ロシア軍「外交発言力」高まる プーチンが後押しする狙いは?
シリアでの役割
ロシア、そしてその前身であるソビエト連邦での軍の影響力には、浮き沈みが見られる。
大きな影響力を持っていたのは第2次世界大戦終戦時、そして1950年代に旧ソ連の指導者スターリンが死亡した後である。このときはナチスドイツの打倒に重要な役割を果たしたと評価されるゲオルギー・ジューコフ元帥が国防相の座にあった。
だが、1989年に完了したアフガニスタンからの不名誉な撤退、ソ連崩壊後の2度にわたるチェチェン紛争、2000年に乗員118人全員が死亡した原子力潜水艦クルスクの沈没事故によって、軍の名声は地に墜ちた。
旧ソ連の国家保安委員会(KGB)諜報員だったプーチン氏が、軍の最高指揮官でもある大統領に就任すると、軍の株は上昇した。国防費は増大し、軍はジョージア、ウクライナ、シリアに派遣され、その活動は愛国心高揚のために利用された。
政治・外交政策における軍の影響力増大が最も顕著に現れているのが、シリアだ。
ジョイグ国防相は今年すでに2度ダマスカスを訪れてアサド大統領と会談しており、今月再び、同大統領と会談したプーチン氏に随行した。一方、ラブロフ外相は今年に入り一度もシリアを訪れていない。

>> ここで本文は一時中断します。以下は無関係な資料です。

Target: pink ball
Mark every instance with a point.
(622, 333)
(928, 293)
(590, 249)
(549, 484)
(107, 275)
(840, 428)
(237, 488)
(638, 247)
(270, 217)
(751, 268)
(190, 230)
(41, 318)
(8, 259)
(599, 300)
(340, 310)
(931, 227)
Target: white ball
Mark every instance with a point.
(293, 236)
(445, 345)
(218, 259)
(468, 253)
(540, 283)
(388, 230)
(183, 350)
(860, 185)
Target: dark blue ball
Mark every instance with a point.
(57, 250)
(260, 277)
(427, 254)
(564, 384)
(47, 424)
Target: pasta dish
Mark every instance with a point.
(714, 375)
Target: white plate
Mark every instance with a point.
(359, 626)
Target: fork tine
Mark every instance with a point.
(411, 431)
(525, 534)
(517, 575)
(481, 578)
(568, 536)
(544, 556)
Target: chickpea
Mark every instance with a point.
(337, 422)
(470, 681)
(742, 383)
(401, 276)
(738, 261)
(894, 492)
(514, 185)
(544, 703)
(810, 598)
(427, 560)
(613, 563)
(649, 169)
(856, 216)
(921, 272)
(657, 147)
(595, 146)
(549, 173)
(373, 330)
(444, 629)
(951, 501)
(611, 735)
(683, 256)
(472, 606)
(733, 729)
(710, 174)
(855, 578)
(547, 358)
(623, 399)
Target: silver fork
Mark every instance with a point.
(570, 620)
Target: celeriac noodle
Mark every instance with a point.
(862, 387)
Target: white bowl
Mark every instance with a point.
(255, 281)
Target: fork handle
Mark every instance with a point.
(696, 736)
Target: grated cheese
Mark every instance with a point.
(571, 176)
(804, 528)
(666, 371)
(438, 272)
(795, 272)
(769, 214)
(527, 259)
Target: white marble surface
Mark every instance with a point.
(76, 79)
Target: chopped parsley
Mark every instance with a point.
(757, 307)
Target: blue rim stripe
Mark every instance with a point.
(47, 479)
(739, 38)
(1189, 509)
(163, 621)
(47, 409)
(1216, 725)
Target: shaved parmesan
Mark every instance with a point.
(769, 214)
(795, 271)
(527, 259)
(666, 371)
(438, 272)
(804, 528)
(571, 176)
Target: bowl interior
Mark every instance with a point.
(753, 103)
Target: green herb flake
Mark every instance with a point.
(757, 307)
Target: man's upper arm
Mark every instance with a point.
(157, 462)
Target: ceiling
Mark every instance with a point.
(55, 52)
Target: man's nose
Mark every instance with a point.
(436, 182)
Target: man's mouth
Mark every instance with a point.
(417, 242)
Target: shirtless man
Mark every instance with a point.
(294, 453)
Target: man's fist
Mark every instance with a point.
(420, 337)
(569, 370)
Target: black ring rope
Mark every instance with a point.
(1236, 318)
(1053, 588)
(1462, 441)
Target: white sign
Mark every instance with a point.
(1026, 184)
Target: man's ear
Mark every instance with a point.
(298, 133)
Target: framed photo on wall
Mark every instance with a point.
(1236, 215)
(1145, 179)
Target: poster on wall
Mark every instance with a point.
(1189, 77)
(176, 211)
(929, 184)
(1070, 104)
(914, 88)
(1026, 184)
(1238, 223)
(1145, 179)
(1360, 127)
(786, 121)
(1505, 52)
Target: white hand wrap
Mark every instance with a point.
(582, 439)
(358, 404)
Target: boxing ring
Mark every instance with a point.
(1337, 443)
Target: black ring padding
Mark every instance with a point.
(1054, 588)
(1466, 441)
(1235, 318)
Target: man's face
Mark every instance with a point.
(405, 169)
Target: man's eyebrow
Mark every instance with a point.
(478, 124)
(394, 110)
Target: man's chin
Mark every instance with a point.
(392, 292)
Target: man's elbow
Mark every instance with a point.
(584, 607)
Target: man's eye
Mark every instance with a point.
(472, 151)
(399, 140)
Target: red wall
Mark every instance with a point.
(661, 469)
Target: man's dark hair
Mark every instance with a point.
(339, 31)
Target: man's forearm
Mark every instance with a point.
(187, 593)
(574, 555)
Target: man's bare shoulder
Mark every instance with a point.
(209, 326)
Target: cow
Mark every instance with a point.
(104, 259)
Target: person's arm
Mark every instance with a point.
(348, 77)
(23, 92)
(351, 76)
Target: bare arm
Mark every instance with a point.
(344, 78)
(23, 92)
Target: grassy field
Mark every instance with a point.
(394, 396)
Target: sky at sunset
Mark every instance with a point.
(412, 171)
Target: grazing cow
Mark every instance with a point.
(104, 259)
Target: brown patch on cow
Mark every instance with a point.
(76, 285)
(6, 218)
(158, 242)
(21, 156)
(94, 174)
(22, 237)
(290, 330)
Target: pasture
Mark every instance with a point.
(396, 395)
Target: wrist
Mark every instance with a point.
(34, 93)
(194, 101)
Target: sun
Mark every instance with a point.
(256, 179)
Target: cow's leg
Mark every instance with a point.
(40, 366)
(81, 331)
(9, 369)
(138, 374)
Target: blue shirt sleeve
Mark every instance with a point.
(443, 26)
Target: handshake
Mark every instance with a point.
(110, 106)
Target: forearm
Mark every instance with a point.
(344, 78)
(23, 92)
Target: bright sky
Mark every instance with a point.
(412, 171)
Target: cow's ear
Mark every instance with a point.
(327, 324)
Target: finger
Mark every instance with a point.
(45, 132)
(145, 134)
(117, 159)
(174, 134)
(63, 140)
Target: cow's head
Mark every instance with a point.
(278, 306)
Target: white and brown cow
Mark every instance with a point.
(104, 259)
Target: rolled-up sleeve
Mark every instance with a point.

国防相としては異例のことだが、ショイグ氏はシリア和平のための外交努力にかかわっている。この役割のなかで、ショイグ氏はシリアにとっての新憲法制定の重要性を語り、シリア問題に関する国連特使と会談し、イスラエルのネタニヤフ首相、カタールのタミム首長と協議している。
ロシア外務省や国防省と直接の接触がある西側当局者によれば、ロシアの軍は政府に対して、外務省とは質の異なる現実的な影響力を持っているという。
この当局者によれば、ロシア軍とシリア政府上層部のあいだには「強い相互信頼関係」が築かれている。理由は「ロシア軍がシリア政府上層部の安全を守り、彼らがそれを重く見ているから」だという。
ロシア外務省も依然、有能な中東専門家を抱え、引き続きシリアで重要な役割を演じており、カザフスタンでの和平協議を支えている。
だが、シリアにおける米ロ両国の協力合意を取りつけようとするラブロフ外相自身の努力は、時に外務省と国防省の考えが大きく異なる場合があることを如実に示している。
ラブロフ外相は依然として、プーチン大統領の信頼と敬意を受ける優れた外交官だと見られている。だが西側の当局者らによれば、同外相は必ずしも重要な会議すべてに呼ばれるわけではなく、シリアでの主要な軍事作戦についても知らされていないという。